(LVDE) — La Société de développement du coton renforce son dispositif qualité en s’appuyant sur l’expertise scientifique du Centre Pasteur du Cameroun. L’accord signé à Yaoundé élargit la coopération aux contrôles microbiologiques et physico-chimiques des huiles alimentaires et des ressources en eau utilisées dans ses sites industriels, avec en toile de fond des enjeux sanitaires, environnementaux et commerciaux.
À Yaoundé, la signature intervenue le 16 février marque une nouvelle étape dans la stratégie de sécurisation sanitaire de la Société de développement du coton (Sodecoton). L’entreprise agro-industrielle a décidé d’externaliser une partie de ses contrôles en confiant au Centre Pasteur du Cameroun l’évaluation biologique de ses produits et de ses ressources hydriques. Une évolution qui intervient dans un contexte de renforcement des normes alimentaires et de traçabilité au sein des filières agricoles africaines.

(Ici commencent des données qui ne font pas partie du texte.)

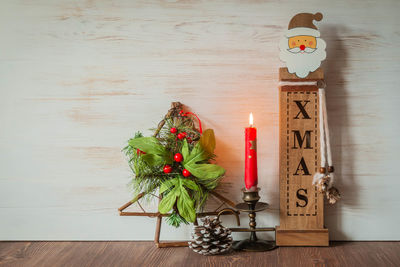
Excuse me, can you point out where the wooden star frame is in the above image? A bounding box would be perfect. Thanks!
[118,102,240,248]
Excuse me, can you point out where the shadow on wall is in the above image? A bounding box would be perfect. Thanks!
[321,25,359,240]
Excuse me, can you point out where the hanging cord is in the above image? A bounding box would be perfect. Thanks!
[179,110,203,134]
[312,88,341,204]
[312,88,326,185]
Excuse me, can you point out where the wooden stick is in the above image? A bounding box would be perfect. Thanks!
[119,214,160,217]
[118,192,146,211]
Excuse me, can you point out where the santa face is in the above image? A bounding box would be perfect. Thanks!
[279,35,326,78]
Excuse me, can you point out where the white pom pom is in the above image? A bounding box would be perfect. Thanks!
[313,172,325,185]
[328,172,335,189]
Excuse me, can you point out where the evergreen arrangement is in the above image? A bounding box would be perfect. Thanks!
[123,102,225,227]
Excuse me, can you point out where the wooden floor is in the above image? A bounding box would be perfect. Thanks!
[0,242,400,267]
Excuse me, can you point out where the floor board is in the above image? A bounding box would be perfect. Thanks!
[0,242,400,267]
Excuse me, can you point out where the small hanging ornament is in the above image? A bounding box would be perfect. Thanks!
[313,84,340,204]
[317,175,331,194]
[174,153,183,162]
[189,216,233,255]
[326,186,341,204]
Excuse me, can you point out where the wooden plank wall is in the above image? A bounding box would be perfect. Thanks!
[0,0,400,240]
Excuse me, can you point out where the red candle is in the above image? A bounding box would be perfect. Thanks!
[244,113,258,191]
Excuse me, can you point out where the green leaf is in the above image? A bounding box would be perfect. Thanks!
[158,177,200,222]
[182,139,225,190]
[200,129,215,155]
[129,137,172,166]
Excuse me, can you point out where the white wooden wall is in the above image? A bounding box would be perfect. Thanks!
[0,0,400,240]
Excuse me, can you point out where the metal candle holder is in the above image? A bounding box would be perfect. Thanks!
[231,188,276,251]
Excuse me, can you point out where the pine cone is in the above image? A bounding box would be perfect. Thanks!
[326,186,341,204]
[189,216,232,255]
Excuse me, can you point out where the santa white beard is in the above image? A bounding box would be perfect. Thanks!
[279,37,326,78]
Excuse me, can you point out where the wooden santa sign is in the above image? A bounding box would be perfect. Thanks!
[276,13,340,246]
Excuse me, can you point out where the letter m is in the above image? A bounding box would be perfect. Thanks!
[292,130,312,149]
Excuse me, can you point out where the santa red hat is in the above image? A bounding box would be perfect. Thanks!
[285,12,322,38]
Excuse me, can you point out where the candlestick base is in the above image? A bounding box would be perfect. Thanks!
[231,188,276,251]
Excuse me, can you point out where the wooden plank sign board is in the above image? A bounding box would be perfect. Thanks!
[276,12,329,246]
[276,68,329,246]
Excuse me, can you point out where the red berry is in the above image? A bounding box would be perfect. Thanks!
[163,165,172,173]
[174,153,183,162]
[178,132,186,139]
[136,148,146,156]
[182,169,191,177]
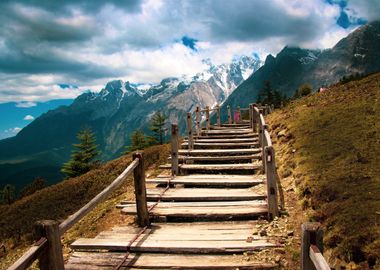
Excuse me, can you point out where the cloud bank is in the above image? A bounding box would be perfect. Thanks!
[0,0,380,102]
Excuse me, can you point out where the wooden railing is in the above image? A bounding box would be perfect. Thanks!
[171,104,279,220]
[8,153,149,270]
[301,222,330,270]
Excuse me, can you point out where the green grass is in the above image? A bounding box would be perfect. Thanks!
[269,73,380,264]
[0,145,169,269]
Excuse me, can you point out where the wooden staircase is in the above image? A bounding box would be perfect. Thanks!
[66,105,281,269]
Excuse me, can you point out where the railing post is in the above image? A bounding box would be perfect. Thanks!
[171,124,178,176]
[252,104,259,133]
[263,146,278,220]
[301,222,323,270]
[249,104,253,129]
[227,105,232,124]
[34,220,65,270]
[216,104,221,127]
[187,112,194,150]
[132,152,149,227]
[259,121,268,173]
[195,106,201,136]
[206,106,210,130]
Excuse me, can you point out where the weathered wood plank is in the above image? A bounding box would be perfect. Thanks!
[66,251,276,270]
[178,148,261,156]
[71,238,279,254]
[147,188,266,201]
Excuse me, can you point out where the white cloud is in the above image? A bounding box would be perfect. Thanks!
[4,127,22,135]
[15,101,37,108]
[24,114,34,121]
[0,0,372,103]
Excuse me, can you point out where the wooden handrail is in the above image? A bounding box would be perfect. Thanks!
[8,238,47,270]
[59,158,139,235]
[309,245,330,270]
[301,222,330,270]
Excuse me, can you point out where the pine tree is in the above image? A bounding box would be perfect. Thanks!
[20,176,47,197]
[61,128,100,177]
[149,111,166,144]
[1,184,16,204]
[124,129,148,154]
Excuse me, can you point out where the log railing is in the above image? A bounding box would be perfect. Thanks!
[176,104,279,220]
[8,153,149,270]
[301,222,330,270]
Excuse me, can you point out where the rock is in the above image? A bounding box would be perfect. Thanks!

Dans la zone cotonnière du Nord, l’entreprise suit près d’une centaine de points d’eau destinés aux employés et aux activités industrielles. À ces infrastructures s’ajoutent plusieurs huileries où les graines issues de la transformation du coton sont valorisées en huile végétale destinée au marché local. Pour la direction générale, l’objectif est d’éviter toute contamination et de garantir la conformité sanitaire des produits mis en vente.
Le Centre Pasteur mobilisera ses laboratoires d’hygiène et d’environnement pour effectuer des analyses microbiologiques, biochimiques et physico-chimiques avant commercialisation. Les tests devront notamment vérifier la composition, la stabilité et l’innocuité des huiles alimentaires. L’établissement scientifique assurera également le contrôle de la qualité de l’eau sur dix sites majeurs et une quarantaine de sites secondaires. Selon les données internes consultées, une campagne d’analyses hydriques peut atteindre 3,2 millions de FCFA.
Jusqu’ici, la Sodecoton disposait de ses propres unités d’examen au sein des huileries, mais la direction estime que les exigences actuelles imposent une validation indépendante. L’entreprise cherche ainsi à consolider ses certifications et à maintenir ses standards internationaux, notamment dans la perspective de préserver sa crédibilité commerciale. La démarche s’inscrit aussi dans sa politique de responsabilité sociétale, alors que 75 % des examens biomédicaux du personnel sont déjà pris en charge par la société.
Acteur majeur de l’économie du Nord Cameroun, la Sodecoton encadre des milliers de producteurs et valorise localement les graines après exportation de la fibre. Dans un marché de plus en plus attentif à la sécurité alimentaire, la collaboration avec un institut scientifique reconnu apparaît comme un levier de confiance pour les consommateurs et les partenaires commerciaux.